In these cases it is arguable that “number” or “run-length”
is directly reinforced. Limitations on generality within
the domain of repeated operant responses occur in so far as
there is no treatment of negative reinforcement, but one
would expect that straightforward modifications to the
mathematics (or even redefining what constitutes a positive
incentive) would allow an interesting extension of the
present principles. The issue of “IRT reinforcement” in
free-operant avoidance learning was raised by Sidman (1954),
but later studies (Sidman, 1962; Herrnstein, 1970) suggest
that explanations which do not require reinforcement of
specific IRT’s should be preferred. However, there are
likely to be difficulties in identifying the terminal
response and the point of reinforcement: “contiguity” in
free operant avoidance, especially in probabalistic versions
(Herrnstein & Hineline, 1966) is by definition less visible
than in schedules of positive reinforcement.

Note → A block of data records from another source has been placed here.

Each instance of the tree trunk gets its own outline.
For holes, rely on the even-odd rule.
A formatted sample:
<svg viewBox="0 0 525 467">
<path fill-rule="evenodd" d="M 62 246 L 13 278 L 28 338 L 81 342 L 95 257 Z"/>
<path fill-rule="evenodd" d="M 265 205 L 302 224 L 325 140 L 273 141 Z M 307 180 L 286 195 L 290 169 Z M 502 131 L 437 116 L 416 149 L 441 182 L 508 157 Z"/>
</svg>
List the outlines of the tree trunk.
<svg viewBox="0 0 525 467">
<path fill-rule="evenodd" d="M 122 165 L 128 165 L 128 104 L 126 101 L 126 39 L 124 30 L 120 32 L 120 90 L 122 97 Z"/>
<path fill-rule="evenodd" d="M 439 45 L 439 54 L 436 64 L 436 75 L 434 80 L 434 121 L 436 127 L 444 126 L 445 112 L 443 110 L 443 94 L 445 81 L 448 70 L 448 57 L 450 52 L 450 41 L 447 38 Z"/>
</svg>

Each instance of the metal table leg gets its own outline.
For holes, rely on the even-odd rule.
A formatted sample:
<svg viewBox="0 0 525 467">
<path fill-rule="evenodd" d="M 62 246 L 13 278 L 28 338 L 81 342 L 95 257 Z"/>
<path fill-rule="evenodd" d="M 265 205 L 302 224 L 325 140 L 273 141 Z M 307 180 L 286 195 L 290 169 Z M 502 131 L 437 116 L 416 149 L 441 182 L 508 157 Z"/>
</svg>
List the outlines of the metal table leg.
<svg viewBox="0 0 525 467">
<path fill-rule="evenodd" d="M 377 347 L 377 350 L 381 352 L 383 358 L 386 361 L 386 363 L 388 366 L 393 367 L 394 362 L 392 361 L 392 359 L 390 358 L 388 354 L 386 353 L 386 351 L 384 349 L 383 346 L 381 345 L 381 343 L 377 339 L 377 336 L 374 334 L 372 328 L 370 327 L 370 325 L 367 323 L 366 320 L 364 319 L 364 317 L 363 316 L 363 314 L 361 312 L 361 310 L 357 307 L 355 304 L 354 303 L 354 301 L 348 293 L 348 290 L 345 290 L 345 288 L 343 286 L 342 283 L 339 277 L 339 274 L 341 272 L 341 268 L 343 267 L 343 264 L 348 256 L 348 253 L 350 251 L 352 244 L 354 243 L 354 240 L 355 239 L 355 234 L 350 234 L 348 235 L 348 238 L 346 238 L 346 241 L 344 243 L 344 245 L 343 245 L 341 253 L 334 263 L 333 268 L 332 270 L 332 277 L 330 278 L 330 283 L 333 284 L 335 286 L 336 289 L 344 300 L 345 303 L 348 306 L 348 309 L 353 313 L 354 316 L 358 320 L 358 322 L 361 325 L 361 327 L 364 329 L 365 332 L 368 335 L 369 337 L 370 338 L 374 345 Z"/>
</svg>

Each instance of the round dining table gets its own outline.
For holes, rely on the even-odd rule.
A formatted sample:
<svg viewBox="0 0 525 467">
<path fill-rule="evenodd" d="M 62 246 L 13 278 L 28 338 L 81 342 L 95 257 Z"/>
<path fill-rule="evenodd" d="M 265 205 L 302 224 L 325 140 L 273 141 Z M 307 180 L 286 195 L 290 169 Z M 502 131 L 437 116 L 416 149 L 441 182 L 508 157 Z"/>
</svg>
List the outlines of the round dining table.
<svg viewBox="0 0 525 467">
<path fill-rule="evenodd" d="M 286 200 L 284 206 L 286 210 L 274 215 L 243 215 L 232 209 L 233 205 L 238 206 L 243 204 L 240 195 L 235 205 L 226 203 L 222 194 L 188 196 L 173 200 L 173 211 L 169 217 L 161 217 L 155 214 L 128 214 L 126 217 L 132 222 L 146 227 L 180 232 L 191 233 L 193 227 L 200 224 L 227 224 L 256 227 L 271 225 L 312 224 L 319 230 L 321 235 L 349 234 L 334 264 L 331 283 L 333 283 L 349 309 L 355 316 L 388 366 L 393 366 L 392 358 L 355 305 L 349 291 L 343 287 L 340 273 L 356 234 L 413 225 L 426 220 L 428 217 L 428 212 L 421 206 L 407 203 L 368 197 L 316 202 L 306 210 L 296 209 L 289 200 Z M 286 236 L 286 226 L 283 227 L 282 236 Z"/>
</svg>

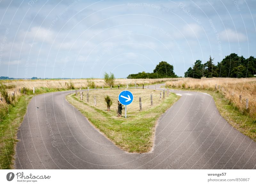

An apparent gap in the theory, which applies to punishment
of operant responses (Boe & Church, 1967) but also to
aspects of extinction, is that there is no separate
mechanism of response inhibition. In some cases the
weighted moving average might be expected to suffice, but
there is compelling evidence from many areas of animal
learning, including behavioural contrast effects in multiple
schedules, that a theory which includes only excitation and
its absence is only half a theory.
Clearly the target article is intended to be narrow but thorough, rather than all-embracing. But part of its appeal is its potential generality, and this can only be realized by testing the theory against a wider range of phenomena than has so far been attempted.